Although minodronate could preserve bone microarchitecture in animal studies, long-term results on bone quality should be addressed. BRONJ and AFF are both severe complications for long-term use of bisphosphonates due to prolonged suppression of bone turnover and lack of bone remodeling, probably related to the deterioration of bone microarchitecture. The prevalence of BRONJ in patients prescribed with oral bisphosphonates for the treatment of osteoporosis is low, ranging from 0% to 0.04%, and there is currently no evidence that interruption of bisphosphonate therapy in patients requiring dental extraction reduces the risk of BRONJ.81,82 It is reported that the risk of developing BRONJ associated with bisphosphonates increased after 3–4 years of bisphosphonate treatment.83,84 The incidence of AFF is also rare, 1.78 per 100,000 for women taking bisphosphonates for less than 2 years; however, it increased to >100 per 100,000 for women taking drugs for ≥8 years.62 BRONJ and AFF seemed to be less frequent with minodronate than with other bisphosphonates.45 The lowest frequency of BRONJ during minodronate therapy is likely due to the shorter period for clinical use compared with that for other bisphosphonates. We should be cautious regarding those adverse events in the future. Furthermore, as with other bisphosphonates, renal function during minodronate therapy, especially for the monthly regimen, should be monitored during long-term osteoporosis therapy.

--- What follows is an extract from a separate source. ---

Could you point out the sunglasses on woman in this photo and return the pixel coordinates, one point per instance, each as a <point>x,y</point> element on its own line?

Minodronate is the only anti-osteoporosis drug that has been verified as working for risk reduction for vertebral fractures among all the bisphosphonates approved in Japan. Relative risk reduction rates for vertebral fractures for 2–3 years were comparable to alendronate or risedronate. Their incidence of adverse events, especially gastrointestinal disorders, was the same or less than those of other oral bisphosphonates. Moreover, patients were more adherent to the monthly minodronate than to the daily or weekly regimen. However, more clinical studies, especially randomized, controlled, double-blind trials with large numbers of subjects on minodronate, should be conducted to verify the risk reduction for hip fractures.
The authors declare that no funding was received to conduct the study described in the manuscript or used to assist with the preparation of the manuscript.
The authors report no conflicts of interest in this work.